Agus Gumiwang Kartasasmita, Menteri Perindustrian menjelaskan, masyarakat maupun pelaku industri Tanah Air tidak perlu dikhawatirkan karena mundurnya LG akan digantikan dengan mitra investasi baru asal Cina, yakni Huayou. Perusahaan yang berkantor pusat di Tongxiang Zhejiang ini bergerak dalam kegiatan penelitian, pengembangan, dan manufaktur material baterai lithium-ion energi serta material kobalt.

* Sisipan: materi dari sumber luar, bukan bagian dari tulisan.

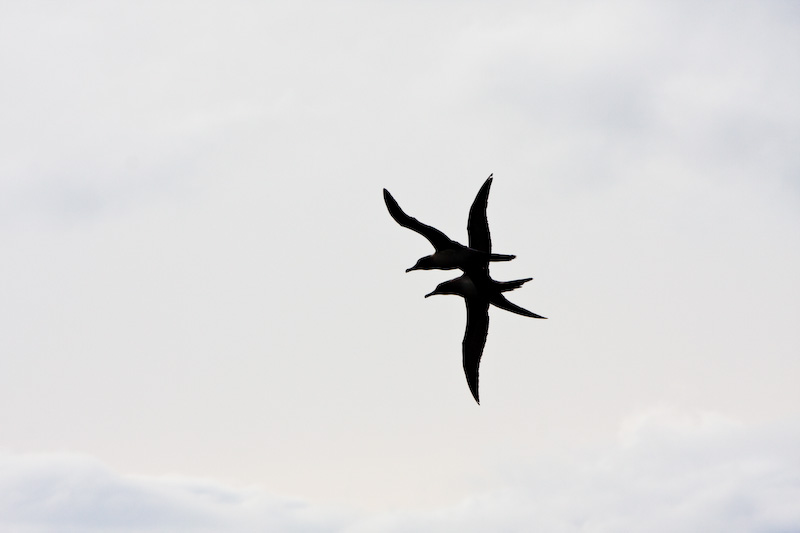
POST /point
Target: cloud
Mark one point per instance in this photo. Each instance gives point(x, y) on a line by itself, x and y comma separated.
point(668, 472)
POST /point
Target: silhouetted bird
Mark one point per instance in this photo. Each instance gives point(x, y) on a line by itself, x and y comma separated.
point(479, 290)
point(449, 253)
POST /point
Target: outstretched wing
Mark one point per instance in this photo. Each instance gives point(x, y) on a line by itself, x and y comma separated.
point(500, 301)
point(475, 340)
point(439, 240)
point(477, 224)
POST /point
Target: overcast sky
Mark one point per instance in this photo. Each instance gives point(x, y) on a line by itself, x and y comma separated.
point(205, 320)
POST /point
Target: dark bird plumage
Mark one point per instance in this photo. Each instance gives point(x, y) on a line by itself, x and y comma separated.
point(449, 254)
point(479, 290)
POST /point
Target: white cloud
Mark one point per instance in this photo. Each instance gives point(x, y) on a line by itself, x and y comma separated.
point(669, 472)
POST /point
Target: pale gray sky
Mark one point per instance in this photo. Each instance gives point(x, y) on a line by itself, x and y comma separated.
point(205, 294)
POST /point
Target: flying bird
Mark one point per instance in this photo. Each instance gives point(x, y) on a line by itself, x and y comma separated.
point(479, 290)
point(476, 286)
point(449, 254)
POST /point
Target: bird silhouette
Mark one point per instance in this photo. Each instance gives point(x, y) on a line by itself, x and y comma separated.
point(449, 254)
point(479, 291)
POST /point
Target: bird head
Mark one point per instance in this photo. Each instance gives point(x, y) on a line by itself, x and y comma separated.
point(424, 263)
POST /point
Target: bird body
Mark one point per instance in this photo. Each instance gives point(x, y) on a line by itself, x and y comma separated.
point(449, 254)
point(476, 286)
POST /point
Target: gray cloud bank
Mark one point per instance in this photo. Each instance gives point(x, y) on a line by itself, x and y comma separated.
point(668, 472)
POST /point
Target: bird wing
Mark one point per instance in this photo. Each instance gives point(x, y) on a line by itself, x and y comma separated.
point(500, 301)
point(477, 224)
point(474, 340)
point(439, 240)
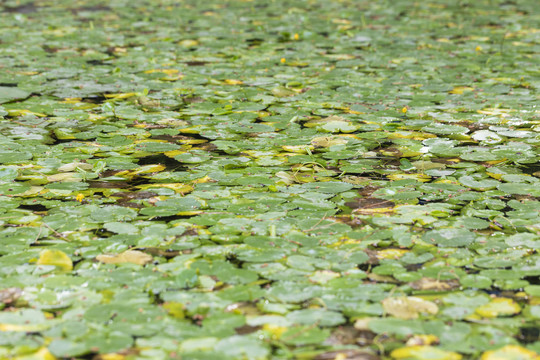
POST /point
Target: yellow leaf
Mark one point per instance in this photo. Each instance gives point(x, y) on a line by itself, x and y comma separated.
point(188, 43)
point(391, 253)
point(129, 256)
point(169, 72)
point(495, 111)
point(327, 141)
point(71, 101)
point(111, 356)
point(423, 352)
point(21, 112)
point(42, 354)
point(233, 82)
point(23, 327)
point(460, 90)
point(203, 180)
point(120, 95)
point(408, 307)
point(177, 187)
point(175, 309)
point(300, 149)
point(419, 177)
point(275, 331)
point(497, 307)
point(417, 340)
point(369, 211)
point(57, 258)
point(510, 352)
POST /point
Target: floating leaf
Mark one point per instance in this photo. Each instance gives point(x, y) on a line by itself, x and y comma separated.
point(408, 307)
point(427, 352)
point(129, 256)
point(510, 352)
point(56, 258)
point(498, 307)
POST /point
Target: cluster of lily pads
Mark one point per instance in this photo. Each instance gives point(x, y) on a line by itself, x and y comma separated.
point(269, 179)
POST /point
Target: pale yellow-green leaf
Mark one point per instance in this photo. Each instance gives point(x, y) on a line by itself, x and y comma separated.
point(510, 352)
point(424, 352)
point(42, 354)
point(57, 258)
point(499, 307)
point(408, 307)
point(129, 256)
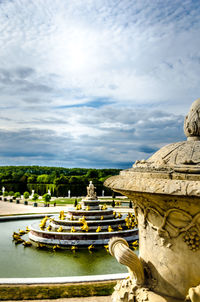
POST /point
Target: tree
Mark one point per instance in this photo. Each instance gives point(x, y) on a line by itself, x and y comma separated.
point(35, 196)
point(44, 178)
point(46, 197)
point(26, 195)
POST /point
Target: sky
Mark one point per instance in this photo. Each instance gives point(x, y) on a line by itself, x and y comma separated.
point(95, 83)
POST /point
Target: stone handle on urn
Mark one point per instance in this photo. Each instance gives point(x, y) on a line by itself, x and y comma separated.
point(119, 248)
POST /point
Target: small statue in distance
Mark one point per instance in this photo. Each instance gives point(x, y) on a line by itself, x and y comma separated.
point(91, 194)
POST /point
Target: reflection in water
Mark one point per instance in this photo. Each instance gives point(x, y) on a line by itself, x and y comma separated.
point(19, 261)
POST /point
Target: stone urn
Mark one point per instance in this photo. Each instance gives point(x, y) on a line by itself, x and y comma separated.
point(165, 191)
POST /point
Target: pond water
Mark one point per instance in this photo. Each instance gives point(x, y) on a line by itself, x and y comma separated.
point(17, 261)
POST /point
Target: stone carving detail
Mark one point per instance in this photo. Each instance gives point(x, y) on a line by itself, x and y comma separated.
point(91, 191)
point(119, 248)
point(127, 290)
point(172, 223)
point(152, 185)
point(193, 294)
point(192, 121)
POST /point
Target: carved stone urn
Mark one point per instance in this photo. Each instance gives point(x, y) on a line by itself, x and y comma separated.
point(165, 191)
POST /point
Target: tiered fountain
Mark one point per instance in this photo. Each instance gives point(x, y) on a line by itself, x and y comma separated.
point(87, 224)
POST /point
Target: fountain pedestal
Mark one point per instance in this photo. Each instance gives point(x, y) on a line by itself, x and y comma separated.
point(165, 191)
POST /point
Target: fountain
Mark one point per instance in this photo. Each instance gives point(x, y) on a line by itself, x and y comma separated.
point(89, 224)
point(165, 191)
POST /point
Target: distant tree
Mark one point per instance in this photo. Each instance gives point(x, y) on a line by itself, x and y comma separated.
point(17, 194)
point(92, 173)
point(75, 202)
point(26, 195)
point(46, 197)
point(44, 178)
point(32, 179)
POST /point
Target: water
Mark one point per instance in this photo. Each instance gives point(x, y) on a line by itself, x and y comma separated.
point(17, 261)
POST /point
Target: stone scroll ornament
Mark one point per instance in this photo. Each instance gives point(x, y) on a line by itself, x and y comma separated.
point(126, 290)
point(174, 222)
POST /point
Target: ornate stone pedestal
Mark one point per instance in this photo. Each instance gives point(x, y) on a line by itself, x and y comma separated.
point(165, 191)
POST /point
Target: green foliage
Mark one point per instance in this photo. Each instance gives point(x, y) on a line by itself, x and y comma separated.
point(26, 195)
point(75, 202)
point(44, 178)
point(46, 197)
point(35, 196)
point(5, 193)
point(58, 180)
point(17, 194)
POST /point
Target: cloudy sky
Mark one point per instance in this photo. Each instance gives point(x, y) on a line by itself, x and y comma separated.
point(95, 83)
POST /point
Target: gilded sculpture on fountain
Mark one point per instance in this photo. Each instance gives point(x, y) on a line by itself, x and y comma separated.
point(91, 194)
point(165, 190)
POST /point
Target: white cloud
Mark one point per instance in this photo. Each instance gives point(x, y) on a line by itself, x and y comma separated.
point(136, 56)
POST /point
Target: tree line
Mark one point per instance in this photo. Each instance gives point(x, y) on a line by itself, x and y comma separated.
point(56, 179)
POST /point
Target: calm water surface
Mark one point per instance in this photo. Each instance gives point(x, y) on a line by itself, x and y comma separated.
point(17, 261)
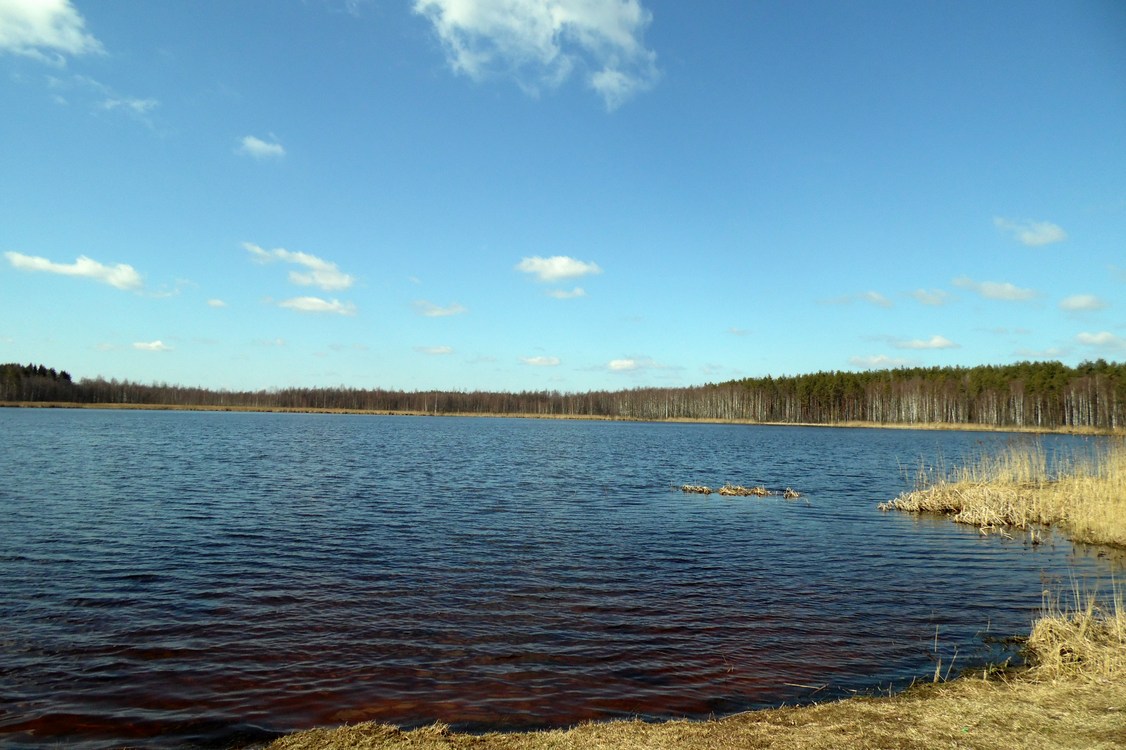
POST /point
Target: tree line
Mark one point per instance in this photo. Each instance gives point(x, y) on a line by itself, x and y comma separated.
point(1042, 394)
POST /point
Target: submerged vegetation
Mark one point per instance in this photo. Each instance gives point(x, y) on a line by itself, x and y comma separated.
point(1084, 497)
point(1024, 395)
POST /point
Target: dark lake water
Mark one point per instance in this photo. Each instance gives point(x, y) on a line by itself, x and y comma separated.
point(173, 579)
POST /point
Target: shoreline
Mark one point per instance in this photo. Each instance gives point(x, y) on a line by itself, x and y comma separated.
point(962, 427)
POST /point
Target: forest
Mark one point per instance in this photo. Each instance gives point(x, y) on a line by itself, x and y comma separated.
point(1027, 394)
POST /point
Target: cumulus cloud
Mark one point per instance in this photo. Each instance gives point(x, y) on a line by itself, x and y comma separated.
point(563, 294)
point(431, 310)
point(258, 149)
point(319, 273)
point(44, 29)
point(319, 305)
point(152, 346)
point(556, 267)
point(932, 342)
point(541, 43)
point(1082, 303)
point(541, 362)
point(934, 297)
point(1031, 233)
point(997, 289)
point(1102, 340)
point(879, 362)
point(121, 276)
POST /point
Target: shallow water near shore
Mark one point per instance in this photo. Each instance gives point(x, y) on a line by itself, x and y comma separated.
point(216, 579)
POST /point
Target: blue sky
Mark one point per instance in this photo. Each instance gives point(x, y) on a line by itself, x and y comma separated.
point(557, 194)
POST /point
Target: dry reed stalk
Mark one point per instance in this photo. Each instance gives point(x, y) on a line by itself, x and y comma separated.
point(1087, 498)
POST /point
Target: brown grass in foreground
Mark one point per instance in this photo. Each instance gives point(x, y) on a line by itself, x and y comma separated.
point(1072, 695)
point(1086, 498)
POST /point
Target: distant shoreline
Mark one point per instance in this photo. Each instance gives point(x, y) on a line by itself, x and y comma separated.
point(676, 420)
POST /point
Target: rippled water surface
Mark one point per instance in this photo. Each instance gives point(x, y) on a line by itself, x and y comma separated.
point(214, 579)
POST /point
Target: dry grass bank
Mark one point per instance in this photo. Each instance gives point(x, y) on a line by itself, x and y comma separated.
point(1073, 695)
point(1086, 498)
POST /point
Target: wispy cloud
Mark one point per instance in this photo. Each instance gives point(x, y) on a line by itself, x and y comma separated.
point(431, 310)
point(1102, 340)
point(541, 362)
point(319, 273)
point(1001, 291)
point(934, 297)
point(556, 267)
point(152, 346)
point(319, 305)
point(563, 294)
point(876, 298)
point(879, 362)
point(45, 30)
point(1031, 233)
point(539, 44)
point(1082, 303)
point(932, 342)
point(119, 276)
point(259, 149)
point(133, 105)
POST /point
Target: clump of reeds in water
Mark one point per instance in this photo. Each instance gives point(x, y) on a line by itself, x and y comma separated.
point(1084, 637)
point(1084, 497)
point(738, 491)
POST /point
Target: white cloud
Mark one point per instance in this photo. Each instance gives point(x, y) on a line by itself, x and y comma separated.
point(930, 296)
point(997, 289)
point(259, 149)
point(879, 362)
point(1082, 303)
point(44, 29)
point(563, 294)
point(556, 267)
point(541, 362)
point(431, 310)
point(1102, 340)
point(932, 342)
point(152, 346)
point(319, 305)
point(121, 276)
point(539, 43)
point(132, 105)
point(321, 273)
point(876, 298)
point(1031, 233)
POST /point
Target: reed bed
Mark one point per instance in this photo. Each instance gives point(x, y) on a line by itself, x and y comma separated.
point(1086, 497)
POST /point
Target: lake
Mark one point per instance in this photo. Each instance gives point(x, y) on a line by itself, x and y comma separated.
point(206, 579)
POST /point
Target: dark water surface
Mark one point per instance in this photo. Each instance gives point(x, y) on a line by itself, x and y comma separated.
point(173, 579)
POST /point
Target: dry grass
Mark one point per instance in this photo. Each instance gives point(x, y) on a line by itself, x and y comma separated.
point(1072, 696)
point(1086, 498)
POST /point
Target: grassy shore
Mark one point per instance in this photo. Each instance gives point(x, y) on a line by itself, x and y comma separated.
point(968, 427)
point(1015, 490)
point(1071, 693)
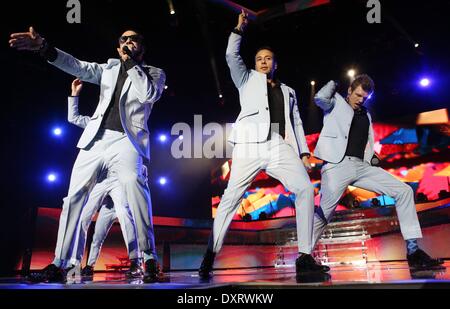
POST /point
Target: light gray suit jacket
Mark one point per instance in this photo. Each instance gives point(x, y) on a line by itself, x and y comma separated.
point(142, 88)
point(337, 120)
point(253, 122)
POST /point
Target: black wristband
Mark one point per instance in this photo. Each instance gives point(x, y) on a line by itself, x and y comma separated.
point(305, 154)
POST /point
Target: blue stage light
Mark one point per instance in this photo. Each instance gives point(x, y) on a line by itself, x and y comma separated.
point(52, 177)
point(425, 82)
point(57, 131)
point(162, 138)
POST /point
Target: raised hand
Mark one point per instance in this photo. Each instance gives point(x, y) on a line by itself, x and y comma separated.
point(30, 40)
point(306, 163)
point(242, 20)
point(77, 85)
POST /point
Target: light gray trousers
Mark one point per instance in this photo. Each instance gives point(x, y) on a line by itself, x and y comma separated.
point(111, 151)
point(110, 209)
point(356, 172)
point(281, 162)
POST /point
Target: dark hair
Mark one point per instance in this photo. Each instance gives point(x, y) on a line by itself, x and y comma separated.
point(266, 48)
point(364, 81)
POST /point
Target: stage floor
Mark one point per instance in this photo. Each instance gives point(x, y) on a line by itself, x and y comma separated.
point(371, 275)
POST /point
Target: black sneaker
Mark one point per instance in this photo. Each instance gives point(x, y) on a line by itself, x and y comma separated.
point(152, 271)
point(136, 270)
point(305, 263)
point(421, 260)
point(205, 270)
point(87, 271)
point(51, 273)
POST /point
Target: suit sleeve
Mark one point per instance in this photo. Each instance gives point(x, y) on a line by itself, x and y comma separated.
point(238, 69)
point(147, 81)
point(73, 115)
point(324, 98)
point(86, 71)
point(298, 127)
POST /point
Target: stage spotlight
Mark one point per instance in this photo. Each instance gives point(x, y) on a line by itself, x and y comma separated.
point(162, 138)
point(57, 131)
point(171, 7)
point(424, 82)
point(52, 177)
point(351, 73)
point(162, 181)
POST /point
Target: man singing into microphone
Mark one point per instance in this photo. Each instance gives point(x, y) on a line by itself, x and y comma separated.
point(116, 138)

BACA JUGA: Strategi XPENG Sasar Segmen EV lewat AI dan Ekspansi
Komponen tersebut biasanya digunakan untuk elektronik hingga kendaraan listrik. Agus menyebut, dalam sebuah konsorsium bisnis atau proyek skala besar, pergantian investor merupakan hal yang lazim terjadi.
“Ini tidak mengganggu dari target program pengembangan EV di Indonesia. Akselerasi pengembangan untuk ekosistem kendaraan listrik di Indonesia tetap berjalan sesuai perencanaan dan targetnya, apalagi sudah ada yang berproduksi,” kata Agus melalui keterangan resmi, Jumat (25/4/2025).
BACA JUGA: PLN Resmikan SPKLU Center Pertama Berkapasitas 120 kW
Menurutnya, saat ini sudah ada dua perusahaan yang memproduksi baterai untuk motor listrik, yaitu PT Industri Ion Energisindo yang memiliki kapasitas produksi sebanyak 10.000 pcs baterai per tahun dan investasi sebesar Rp 18 miliar, serta PT Energi Selalu Baru yang memiliki kapasitas produksi sebanyak 12.000 pcs baterai per tahun dan investasi sebesar Rp 15 miliar.
Sementara itu, terdapat dua industri baterai sel untuk mobil listrik, yaitu PT HLI Green Power, yang merupakan konsorsium antara Hyundai Grup dan LG sebagai produsen sel baterai, dengan kapasitas tahap pertama sebanyak 10 GWh dengan total nilai investasi mencapai US$ 1,1 miliar.
Industri sel baterai ini akan memasok 150.000 hingga 170.000 unit kendaraan bermotor listrik melalui PT Hyundai Energy Indonesia selaku industri baterai pack yang memiliki kapasitas produksi mencapai 120 ribu pack baterai kendaraan bermotor listrik dengan total investasi sebesar Rp 674 milliar.
Kedua, PT International Chemical Industry yang memiliki kapasitas produksi mencapai 100 MWh per tahun atau setara dengan 9 juta sel, dengan target total kapasitas produksi sebesar 256 MWh per tahun atau setara dengan 25 juta sel.
Selain PT Hyundai Energy Indonesia terdapat satu produsen baterai pack lain, yaitu PT Gotion Green Energy Solutions Indonesia yang memiliki total nilai investasi lebih dari US$ 8,7 juta dengan kapasitas produksi sebesar 17.952 unit per tahun.
“Perkembangan ekosistem kendaraan listrik di Indonesia ini semakin tumbuh, dengan kapasitas yang jauh melampaui perkembangan pasar. Hal ini juga didorong dari berbagai kebijakan strategis dari pemerintah, termasuk memberikan kepastian dan kemudahan usaha, penyusunan roadmap, serta pengoptimalan tingkat komponen dalam negeri (TKDN),” ujarnya.
Agus menambahkan, pada tahun 2030 industri otomotif di dalam negeri dapat memproduksi 9 juta unit sepeda motor listrik roda dua dan tiga serta 600 ribu unit mobil dan bus listrik.
Target tersebut diharapkan dapat berkontribusi terhadap pengurangan konsumsi bahan bakar minyak (BBM) sebesar 21,65 juta barel atau setara pengurangan emisi CO2 sebanyak 7,9 juta ton secara total.
Hingga saat ini, di Indonesia sudah ada 63 perusahaan yang memproduksi sepeda motor listrik roda dua dan tiga, dengan jumlah kapasitas produksi sebanyak 2,28 juta unit per tahun dan total investasi sebesar Rp 1,13 triliun.
Kemudian, terdapat sembilan perusahaan yang memproduksi mobil listrik dengan jumlah kapasitas produksi sebanyak 70.060 unit per tahun dan investasi sebesar Rp 4,12 triliun.
Ada pula, tujuh perusahaan yang memproduksi bus listrik, dengan jumlah kapasitas produksi sebanyak 3.100 unit per tahun dan total investasi sebesar Rp 0,38 triliun.
“Jadi, keseluruhan investasi tersebut sebesar Rp 5,63 triliun. Investasi ini yang perlu kita jaga, karena membawa multiplier effect bagi perekonomian kita, termasuk pada peningkatan jumlah tenaga kerja di Indonesia,” tuturnya.